• Le jour où j'ai arrêté de fantasmer le monde...

    Le jour où j'ai arrêté de fantasmer le monde...

     

    Il fut un temps où le regard des autres m'importait tellement que je le chargeais de toutes sortes de significations plus ou moins erronées, quasi mystiques parfois. Je ne pouvais pas soutenir le moindre battement de cils en ma direction sans imaginer le pourquoi du comment, de façon totalement irrationnelle. Si cette femme là-bas venait de me jeter un coup d'oeil, c'était à cause de ma coiffure, ou de ma tenue forcément mal ajustée ou complètement has been. Cet homme qui venait de me frôler par inadvertance était sans nul doute un amoureux transi qui n'avouerait jamais ses sentiments autrement que sous la torture, et encore. Du coup, je n'osais jamais attarder mon regard sur qui que ce soit, sous peine de perdre mes moyens.

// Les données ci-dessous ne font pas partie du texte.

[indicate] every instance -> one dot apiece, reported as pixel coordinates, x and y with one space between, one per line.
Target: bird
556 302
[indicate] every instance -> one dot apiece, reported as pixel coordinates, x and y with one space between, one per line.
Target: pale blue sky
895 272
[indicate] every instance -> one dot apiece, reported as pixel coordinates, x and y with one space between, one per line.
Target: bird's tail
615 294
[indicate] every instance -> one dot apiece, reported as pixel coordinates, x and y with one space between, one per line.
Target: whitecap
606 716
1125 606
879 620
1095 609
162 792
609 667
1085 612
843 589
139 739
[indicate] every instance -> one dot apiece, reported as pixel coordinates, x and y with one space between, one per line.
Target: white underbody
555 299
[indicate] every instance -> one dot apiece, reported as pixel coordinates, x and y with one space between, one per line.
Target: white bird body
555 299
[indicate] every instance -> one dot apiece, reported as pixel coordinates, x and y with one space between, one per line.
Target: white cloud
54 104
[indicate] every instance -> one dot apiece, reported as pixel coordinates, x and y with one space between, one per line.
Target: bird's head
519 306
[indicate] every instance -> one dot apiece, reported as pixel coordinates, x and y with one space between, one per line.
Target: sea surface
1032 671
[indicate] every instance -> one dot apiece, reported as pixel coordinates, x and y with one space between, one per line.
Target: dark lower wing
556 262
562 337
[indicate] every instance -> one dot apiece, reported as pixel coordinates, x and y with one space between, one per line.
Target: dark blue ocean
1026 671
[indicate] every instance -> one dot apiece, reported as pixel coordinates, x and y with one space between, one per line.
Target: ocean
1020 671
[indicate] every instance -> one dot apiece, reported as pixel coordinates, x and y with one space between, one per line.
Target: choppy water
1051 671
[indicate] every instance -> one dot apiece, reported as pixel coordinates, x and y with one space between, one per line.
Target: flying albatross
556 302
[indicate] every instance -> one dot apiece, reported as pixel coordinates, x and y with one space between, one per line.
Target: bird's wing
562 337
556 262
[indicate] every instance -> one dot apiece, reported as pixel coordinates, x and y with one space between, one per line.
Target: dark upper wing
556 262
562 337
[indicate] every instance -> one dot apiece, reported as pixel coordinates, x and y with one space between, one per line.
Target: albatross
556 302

    Et puis un jour, je me suis aperçue de la vanité de ces pensées. Mes fantasmes sonnaient si creux que leur résonance a ébranlé mes certitudes et les a fait s'effondrer dans le silence assourdissant de leur vacuité. Les yeux de mes contemporains ne me renvoyaient plus que de l'absence et de l'indifférence. Triste et brutal retour sur terre... J'ai appris que les regards ne se croisaient que rarement, suivant des trajectoires presque parallèles dont l'horizon se perdait par dessus une épaule ou juste derrière une oreille. Ce genre de regard qui vous transperce de part en part en vous arrachant un lambeau de vous-même au passage, avant de le jeter négligemment sur le bas côté comme on se débarrasserait d'un papier gras.

    Mon regard est devenu imperméabilisant, glissant sur les choses et les êtres avec une nonchalance affectée. Il a fini d'interpréter le monde à l'aune de ses fantasmes pour se retrouver perdu de l'autre côté de la barrière, abandonné dans le non sens d'une vie sans relief. Les gens sont devenus des fantômes sans corps ni âme, juste des objets qui passent de temps à autre dans mon champ visuel comme de la pluie ou un vent léger. Leur substance m'échappe un peu plus chaque jour et les renvoie dans l'éther d'où mes pensées n'iront pas les chercher. Il arrive heureusement qu'une étincelle ravive la flamme quand mon regard croise celui de ceux que j'aime, qu'ils soient proches ou presque inconnus, au hasard des rencontres qui me disent et me redisent que malgré tout cela, je reste vivante...

     

    Photo: extrait de "Train de nuit pour Lisbonne", d'après le roman de Pascal Mercier


  • Commentaires

    1
    Mardi 14 Mai 2013 à 17:45
    Aredius

    Les messages sont rares mais toujours aussi bien léchés !

    Merci

    2
    Vendredi 17 Mai 2013 à 11:20

    Merci! C'est juste un succédané de réflexions trempées dans l'encre d'un jour sans soleil! Bonne journée!